Nicolas Williams wrote:
On Mon, Mar 30, 2009 at 10:59:15PM -0700, Jarrett Lu wrote:
That's certainly one option. We can say DOI + an opaque field is what we
will add to NFSv4 protocol. Use the information as you see fit. Going
That's what David's I-D and what my RPCSEC_GSSv3 I-D both say now.
If we stop here, we don't have much of an interoperability story. I
thought it is one of the things we are aiming for. We can say "give us
an opaque field and we (the MAC systems) will decide how and when to use
it. NFSv4 WG and ADs still want to know how this opaque field may be
used. They are less willing to hand out "opaque" field just because
someone asked for one. At least this is the impression I got at IETF74
in SF.
It's also what CALIPSO does (except that the label must be MLS and the
bits on the wire are defined, though the actual sentivity levels and
compartment naming and mapping to bits is not).

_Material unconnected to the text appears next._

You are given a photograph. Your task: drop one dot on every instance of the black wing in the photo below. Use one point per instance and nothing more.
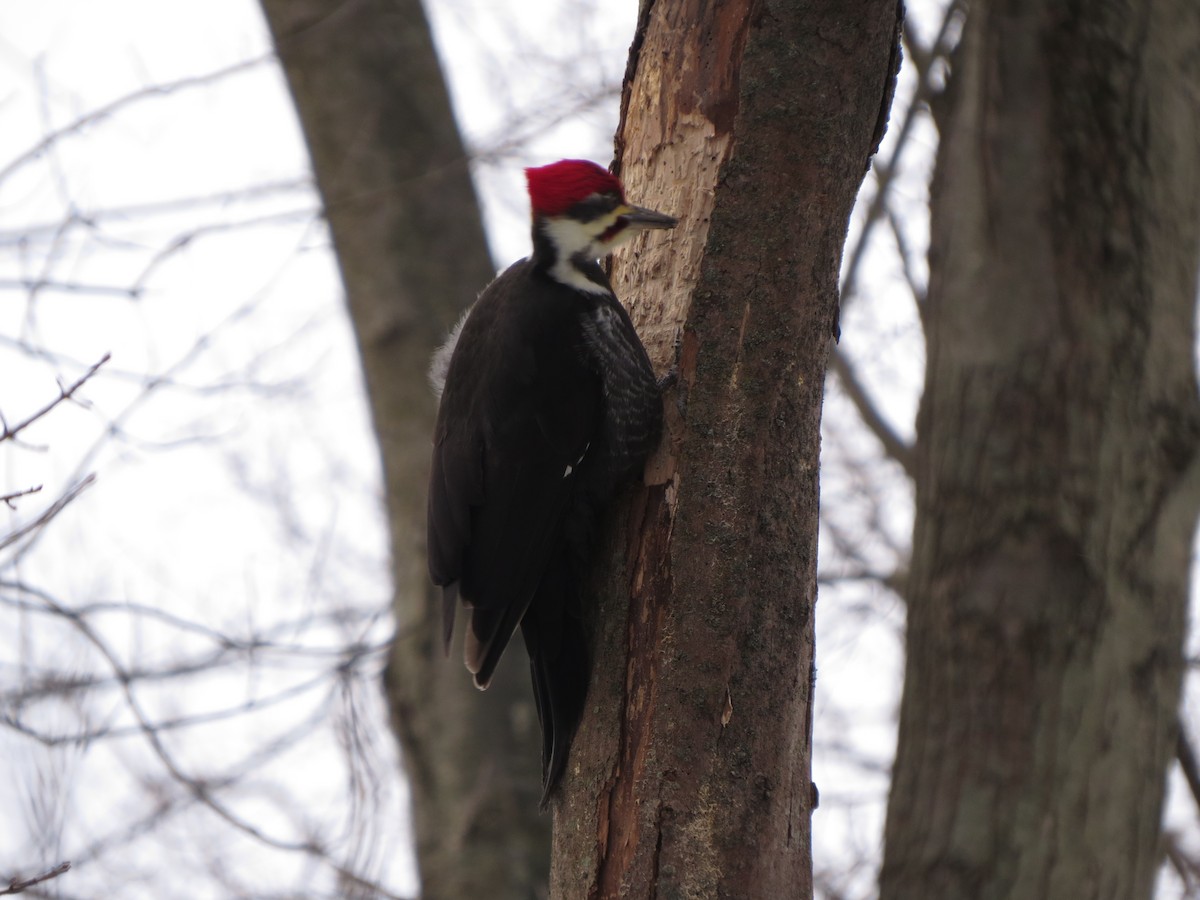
(520, 409)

Right. This makes it easier for systems speaking CALIPSO protocol to
interoperate at IP layer. Compliant hosts and routers know how to deal
with packets with that option. Label translation between different DOIs
is out of scope.
this route, we basically punt on the label interpretation / translation
problem. I believe this simple DOI + opaque attribute does add value as
it provides an potentially easier way for compatible systems to
communicate label attributes on file objects. I was trying to explore
whether it makes sense to include other information (e.g. OS version,
signature of security policy or label encoding files) to make handling
of label interpretation and translation easier.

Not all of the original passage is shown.